Do caderno de conversação de 1º de fevereiro de 1820, em meio ao trabalho na Missa solene, ele introduz uma citação da Crítica da razão prática, do filósofo alemão Immanuel Kant: “A lei moral em nós e o céu estrelado sobre nós – Kant!!!”. Para o artista influenciado pelo ideal do Iluminismo, essa frase se tornou um lema para a vida e a composição.
Estado policial
Muitas entradas nos cadernos de conversação partem do altamente político círculo de amizades de Beethoven. Nas tabernas, discutiam-se os acontecimentos do dia, sobretudo os efeitos do Congresso de Viena, que em 1814-15 redefinira as fronteiras na Europa, após a queda de Napoleão Bonaparte.
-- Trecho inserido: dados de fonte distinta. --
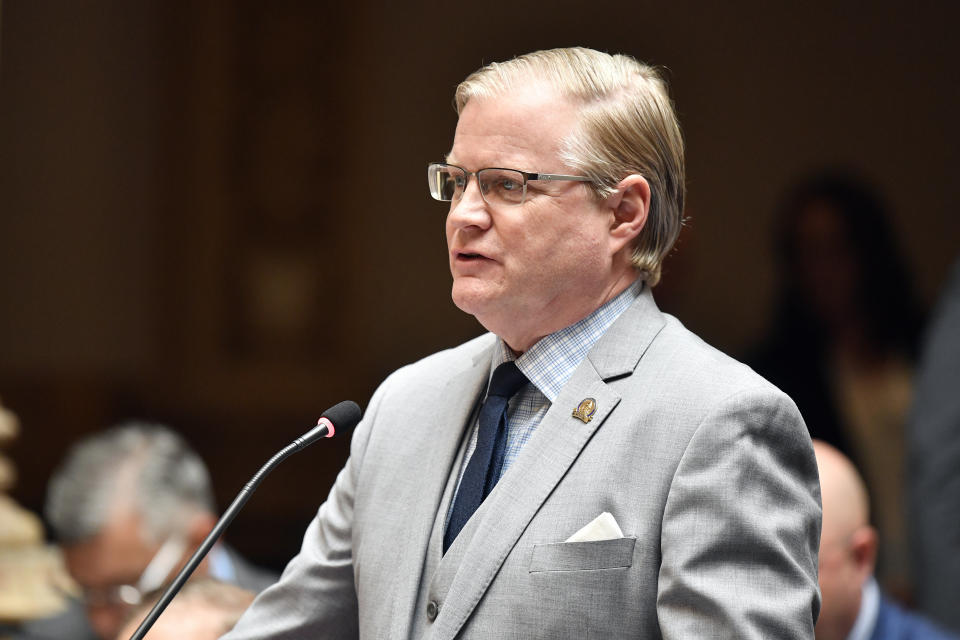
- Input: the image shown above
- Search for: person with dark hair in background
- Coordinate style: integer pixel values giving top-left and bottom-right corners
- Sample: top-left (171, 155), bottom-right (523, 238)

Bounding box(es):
top-left (907, 260), bottom-right (960, 633)
top-left (747, 171), bottom-right (922, 598)
top-left (813, 440), bottom-right (960, 640)
top-left (17, 423), bottom-right (276, 640)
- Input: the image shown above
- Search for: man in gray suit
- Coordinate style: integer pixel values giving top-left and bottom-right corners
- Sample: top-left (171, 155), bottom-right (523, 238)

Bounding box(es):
top-left (226, 49), bottom-right (820, 640)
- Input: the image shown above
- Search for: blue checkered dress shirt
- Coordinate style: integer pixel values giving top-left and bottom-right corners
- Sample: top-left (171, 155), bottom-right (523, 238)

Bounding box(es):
top-left (447, 280), bottom-right (643, 520)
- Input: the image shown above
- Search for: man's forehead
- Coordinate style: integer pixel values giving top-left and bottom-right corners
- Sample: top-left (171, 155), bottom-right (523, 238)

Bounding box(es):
top-left (446, 90), bottom-right (579, 171)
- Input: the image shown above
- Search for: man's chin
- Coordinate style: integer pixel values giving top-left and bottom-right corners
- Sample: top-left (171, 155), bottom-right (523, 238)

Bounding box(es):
top-left (450, 280), bottom-right (497, 324)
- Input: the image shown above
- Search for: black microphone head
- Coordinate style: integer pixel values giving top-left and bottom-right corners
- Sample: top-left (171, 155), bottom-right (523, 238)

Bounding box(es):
top-left (321, 400), bottom-right (363, 433)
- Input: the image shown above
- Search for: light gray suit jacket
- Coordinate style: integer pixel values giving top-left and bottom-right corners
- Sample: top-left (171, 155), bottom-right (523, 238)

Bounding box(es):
top-left (227, 290), bottom-right (820, 640)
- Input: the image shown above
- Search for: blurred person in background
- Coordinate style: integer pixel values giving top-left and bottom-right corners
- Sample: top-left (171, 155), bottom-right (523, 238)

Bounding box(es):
top-left (813, 440), bottom-right (958, 640)
top-left (907, 261), bottom-right (960, 633)
top-left (18, 423), bottom-right (275, 640)
top-left (116, 578), bottom-right (255, 640)
top-left (747, 171), bottom-right (922, 600)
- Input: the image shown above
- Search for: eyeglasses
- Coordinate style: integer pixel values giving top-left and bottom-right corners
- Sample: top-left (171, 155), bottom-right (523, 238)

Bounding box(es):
top-left (427, 162), bottom-right (593, 207)
top-left (77, 535), bottom-right (187, 607)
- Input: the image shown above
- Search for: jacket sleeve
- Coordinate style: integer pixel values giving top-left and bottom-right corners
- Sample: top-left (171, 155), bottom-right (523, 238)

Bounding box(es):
top-left (657, 387), bottom-right (821, 640)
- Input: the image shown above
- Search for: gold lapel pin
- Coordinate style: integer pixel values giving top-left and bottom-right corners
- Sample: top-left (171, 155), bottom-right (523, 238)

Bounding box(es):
top-left (573, 398), bottom-right (597, 424)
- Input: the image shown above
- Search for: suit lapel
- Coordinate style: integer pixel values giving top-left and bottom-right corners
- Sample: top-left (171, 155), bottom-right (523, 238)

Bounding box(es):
top-left (389, 346), bottom-right (492, 638)
top-left (432, 289), bottom-right (665, 639)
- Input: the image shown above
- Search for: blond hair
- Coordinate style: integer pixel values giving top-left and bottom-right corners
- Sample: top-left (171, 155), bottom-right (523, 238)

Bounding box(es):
top-left (455, 47), bottom-right (686, 286)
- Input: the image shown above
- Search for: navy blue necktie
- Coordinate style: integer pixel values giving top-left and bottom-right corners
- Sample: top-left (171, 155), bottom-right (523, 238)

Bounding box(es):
top-left (443, 362), bottom-right (528, 553)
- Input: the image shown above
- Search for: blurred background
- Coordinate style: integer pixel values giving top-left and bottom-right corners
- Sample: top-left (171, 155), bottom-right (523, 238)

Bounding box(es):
top-left (0, 0), bottom-right (960, 580)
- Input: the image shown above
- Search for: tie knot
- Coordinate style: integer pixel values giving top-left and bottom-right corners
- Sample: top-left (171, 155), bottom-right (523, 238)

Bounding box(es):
top-left (487, 360), bottom-right (529, 399)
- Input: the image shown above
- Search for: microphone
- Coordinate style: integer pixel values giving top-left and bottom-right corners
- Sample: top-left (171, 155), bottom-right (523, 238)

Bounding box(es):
top-left (130, 400), bottom-right (361, 640)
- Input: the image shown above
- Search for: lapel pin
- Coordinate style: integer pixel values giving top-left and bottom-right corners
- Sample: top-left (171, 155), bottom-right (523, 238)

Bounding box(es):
top-left (573, 398), bottom-right (597, 424)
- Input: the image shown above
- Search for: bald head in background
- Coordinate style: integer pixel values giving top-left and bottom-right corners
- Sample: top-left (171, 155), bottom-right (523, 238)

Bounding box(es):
top-left (813, 440), bottom-right (877, 640)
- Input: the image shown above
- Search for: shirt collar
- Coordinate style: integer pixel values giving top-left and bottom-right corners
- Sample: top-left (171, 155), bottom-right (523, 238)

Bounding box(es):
top-left (847, 577), bottom-right (880, 640)
top-left (490, 280), bottom-right (644, 402)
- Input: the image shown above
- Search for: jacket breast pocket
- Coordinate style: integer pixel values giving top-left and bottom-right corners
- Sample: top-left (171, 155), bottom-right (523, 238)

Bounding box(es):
top-left (530, 538), bottom-right (637, 573)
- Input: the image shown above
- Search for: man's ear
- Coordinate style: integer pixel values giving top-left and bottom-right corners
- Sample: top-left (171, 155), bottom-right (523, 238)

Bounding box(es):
top-left (607, 173), bottom-right (650, 251)
top-left (850, 526), bottom-right (878, 582)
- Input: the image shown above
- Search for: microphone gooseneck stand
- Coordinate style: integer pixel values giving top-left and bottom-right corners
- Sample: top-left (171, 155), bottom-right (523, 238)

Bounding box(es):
top-left (130, 400), bottom-right (360, 640)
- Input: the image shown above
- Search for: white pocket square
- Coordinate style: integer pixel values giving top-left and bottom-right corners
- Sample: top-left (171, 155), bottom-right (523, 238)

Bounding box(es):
top-left (564, 511), bottom-right (623, 542)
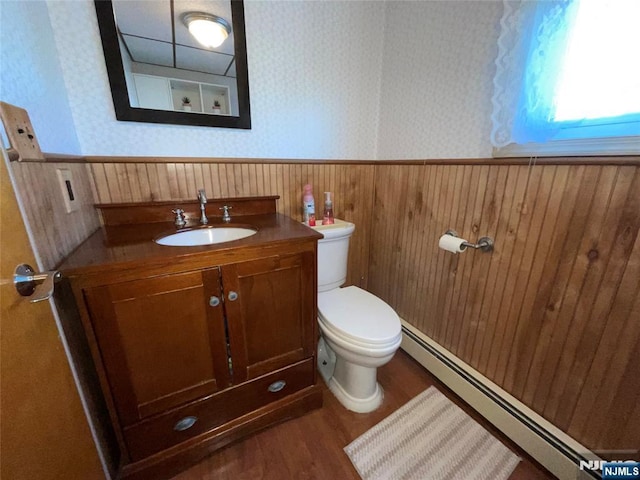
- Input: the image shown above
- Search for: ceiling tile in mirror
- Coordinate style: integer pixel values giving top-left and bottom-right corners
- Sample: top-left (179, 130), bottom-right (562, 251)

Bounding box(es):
top-left (176, 45), bottom-right (233, 75)
top-left (122, 35), bottom-right (173, 67)
top-left (113, 0), bottom-right (173, 42)
top-left (227, 60), bottom-right (236, 78)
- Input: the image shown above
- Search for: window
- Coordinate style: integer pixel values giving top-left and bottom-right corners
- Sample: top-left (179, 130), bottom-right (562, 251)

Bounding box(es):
top-left (492, 0), bottom-right (640, 156)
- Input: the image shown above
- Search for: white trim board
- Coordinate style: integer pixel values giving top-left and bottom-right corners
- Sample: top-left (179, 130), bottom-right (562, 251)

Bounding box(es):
top-left (401, 319), bottom-right (600, 480)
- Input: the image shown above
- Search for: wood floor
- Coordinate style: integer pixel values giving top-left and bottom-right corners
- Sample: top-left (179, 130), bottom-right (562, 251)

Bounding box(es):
top-left (173, 350), bottom-right (554, 480)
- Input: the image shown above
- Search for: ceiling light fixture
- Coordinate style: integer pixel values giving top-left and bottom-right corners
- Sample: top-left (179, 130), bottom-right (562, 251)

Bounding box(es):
top-left (182, 12), bottom-right (231, 48)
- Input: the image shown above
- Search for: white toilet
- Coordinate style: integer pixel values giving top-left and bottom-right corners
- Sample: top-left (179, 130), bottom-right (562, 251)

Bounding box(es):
top-left (312, 219), bottom-right (402, 413)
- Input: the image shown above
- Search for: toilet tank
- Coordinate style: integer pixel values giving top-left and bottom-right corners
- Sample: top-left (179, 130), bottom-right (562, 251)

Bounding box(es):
top-left (311, 218), bottom-right (356, 292)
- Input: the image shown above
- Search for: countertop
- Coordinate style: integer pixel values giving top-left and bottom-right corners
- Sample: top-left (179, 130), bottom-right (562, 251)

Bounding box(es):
top-left (58, 213), bottom-right (323, 278)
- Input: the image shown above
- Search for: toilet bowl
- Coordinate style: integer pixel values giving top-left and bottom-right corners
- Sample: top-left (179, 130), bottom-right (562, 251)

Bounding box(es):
top-left (315, 220), bottom-right (402, 413)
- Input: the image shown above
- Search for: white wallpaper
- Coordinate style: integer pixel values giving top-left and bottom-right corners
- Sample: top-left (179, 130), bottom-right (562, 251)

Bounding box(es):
top-left (0, 0), bottom-right (502, 160)
top-left (377, 0), bottom-right (502, 160)
top-left (48, 0), bottom-right (384, 159)
top-left (0, 0), bottom-right (80, 154)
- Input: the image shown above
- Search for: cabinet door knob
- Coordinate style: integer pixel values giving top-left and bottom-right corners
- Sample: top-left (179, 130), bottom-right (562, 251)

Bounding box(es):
top-left (173, 417), bottom-right (198, 432)
top-left (267, 380), bottom-right (287, 393)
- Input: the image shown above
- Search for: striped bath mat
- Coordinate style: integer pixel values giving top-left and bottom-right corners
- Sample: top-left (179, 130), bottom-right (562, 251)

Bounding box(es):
top-left (344, 387), bottom-right (520, 480)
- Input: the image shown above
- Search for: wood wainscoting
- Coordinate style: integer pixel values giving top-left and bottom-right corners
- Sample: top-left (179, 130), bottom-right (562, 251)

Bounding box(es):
top-left (90, 159), bottom-right (375, 288)
top-left (368, 164), bottom-right (640, 459)
top-left (88, 157), bottom-right (640, 457)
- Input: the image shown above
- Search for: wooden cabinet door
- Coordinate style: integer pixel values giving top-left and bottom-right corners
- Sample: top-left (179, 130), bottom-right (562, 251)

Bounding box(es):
top-left (222, 252), bottom-right (316, 384)
top-left (85, 268), bottom-right (230, 425)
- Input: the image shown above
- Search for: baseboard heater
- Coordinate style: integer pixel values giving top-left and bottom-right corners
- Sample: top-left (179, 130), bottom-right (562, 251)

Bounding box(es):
top-left (401, 320), bottom-right (602, 480)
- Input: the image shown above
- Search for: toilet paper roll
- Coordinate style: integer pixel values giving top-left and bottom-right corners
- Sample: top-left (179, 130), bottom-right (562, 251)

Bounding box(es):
top-left (438, 233), bottom-right (467, 253)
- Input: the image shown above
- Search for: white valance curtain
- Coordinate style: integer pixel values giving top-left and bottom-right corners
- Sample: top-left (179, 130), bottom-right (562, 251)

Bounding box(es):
top-left (491, 0), bottom-right (578, 147)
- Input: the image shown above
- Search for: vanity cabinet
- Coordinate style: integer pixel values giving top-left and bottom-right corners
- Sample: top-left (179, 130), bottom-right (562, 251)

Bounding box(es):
top-left (84, 251), bottom-right (315, 461)
top-left (60, 206), bottom-right (322, 479)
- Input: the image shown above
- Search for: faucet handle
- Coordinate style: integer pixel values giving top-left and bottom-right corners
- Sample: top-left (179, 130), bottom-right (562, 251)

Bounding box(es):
top-left (171, 208), bottom-right (187, 228)
top-left (218, 205), bottom-right (233, 223)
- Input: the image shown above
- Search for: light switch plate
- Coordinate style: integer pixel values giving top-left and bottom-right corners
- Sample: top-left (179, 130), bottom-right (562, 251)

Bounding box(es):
top-left (57, 168), bottom-right (80, 213)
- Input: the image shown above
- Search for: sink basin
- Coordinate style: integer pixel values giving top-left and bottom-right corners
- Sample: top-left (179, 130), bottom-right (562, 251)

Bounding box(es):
top-left (155, 227), bottom-right (258, 247)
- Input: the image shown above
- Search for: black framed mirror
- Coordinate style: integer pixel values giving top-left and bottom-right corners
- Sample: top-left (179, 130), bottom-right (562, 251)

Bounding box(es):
top-left (94, 0), bottom-right (251, 129)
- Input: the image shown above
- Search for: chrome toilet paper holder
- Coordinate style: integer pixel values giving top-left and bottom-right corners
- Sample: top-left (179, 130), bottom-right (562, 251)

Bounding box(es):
top-left (444, 230), bottom-right (493, 252)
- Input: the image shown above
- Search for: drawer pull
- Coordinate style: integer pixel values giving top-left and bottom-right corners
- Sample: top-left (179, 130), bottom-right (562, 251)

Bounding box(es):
top-left (173, 417), bottom-right (198, 432)
top-left (267, 380), bottom-right (287, 393)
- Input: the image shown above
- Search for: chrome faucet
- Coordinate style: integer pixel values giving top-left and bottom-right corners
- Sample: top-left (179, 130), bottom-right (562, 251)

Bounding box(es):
top-left (198, 188), bottom-right (209, 225)
top-left (220, 205), bottom-right (233, 223)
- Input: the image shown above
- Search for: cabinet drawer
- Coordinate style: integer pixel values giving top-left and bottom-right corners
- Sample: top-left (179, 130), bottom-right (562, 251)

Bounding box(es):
top-left (124, 358), bottom-right (314, 461)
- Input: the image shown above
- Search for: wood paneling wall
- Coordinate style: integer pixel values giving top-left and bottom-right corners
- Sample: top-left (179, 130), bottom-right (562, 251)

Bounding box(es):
top-left (90, 162), bottom-right (374, 288)
top-left (10, 162), bottom-right (100, 269)
top-left (85, 159), bottom-right (640, 458)
top-left (369, 165), bottom-right (640, 457)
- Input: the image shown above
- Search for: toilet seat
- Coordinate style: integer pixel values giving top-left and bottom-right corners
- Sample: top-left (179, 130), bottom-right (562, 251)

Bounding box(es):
top-left (318, 286), bottom-right (402, 349)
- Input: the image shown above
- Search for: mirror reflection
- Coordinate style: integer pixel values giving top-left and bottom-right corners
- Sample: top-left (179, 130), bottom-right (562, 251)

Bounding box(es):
top-left (113, 0), bottom-right (238, 115)
top-left (95, 0), bottom-right (250, 128)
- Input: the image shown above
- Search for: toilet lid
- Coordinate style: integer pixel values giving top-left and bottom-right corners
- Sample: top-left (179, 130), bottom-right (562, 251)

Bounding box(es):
top-left (318, 286), bottom-right (402, 344)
Sob a ditadura do príncipe Clemens von Metternich, um em cada cinco cidadãos vienenses atuava como espião do Estado, na qualidade de “policial secreto”. Numa ocasião em que o compositor aparentemente tencionava dizer algo crítico, ele é logo advertido por uma anotação: “Em outra hora – no momento o espião Haensl está aqui”. Nesses casos, Beethoven também recorria ao lápis.
Grande parte dos cadernos trata das obras beethovenianas. Aqui, ele se mostra, acima de tudo, um artista cheio de autoconfiança. Sobre a Missa solene, escreve: “É uma obra da eternidade”. Quando, em 1822-23, um visitante opina que o artista deve ceder ao espírito de seu tempo, Beethoven replica que jamais fará tal coisa:
“Senão, acabou-se toda a originalidade. Não posso recortar e modelar minhas obras segundo a moda, como a gente quer: o novo e original se gera a si mesmo, sem que se pense a respeito.” Em março de 1820, ele já se expressara de modo semelhante: “O mundo é um rei, e quer ser adulado – porém a verdadeira arte tem vontade própria, não se deixa constranger dentro de formas aduladoras”.
Ao ser informado de que os espectadores haviam reagido com incompreensão a um de seus últimos quartetos de cordas (possivelmente o Nº 13, em si bemol maior, opus 130), o post de Beethoven é bem sumário: “Uma hora vão gostar. Eu sei, eu sou um artista”.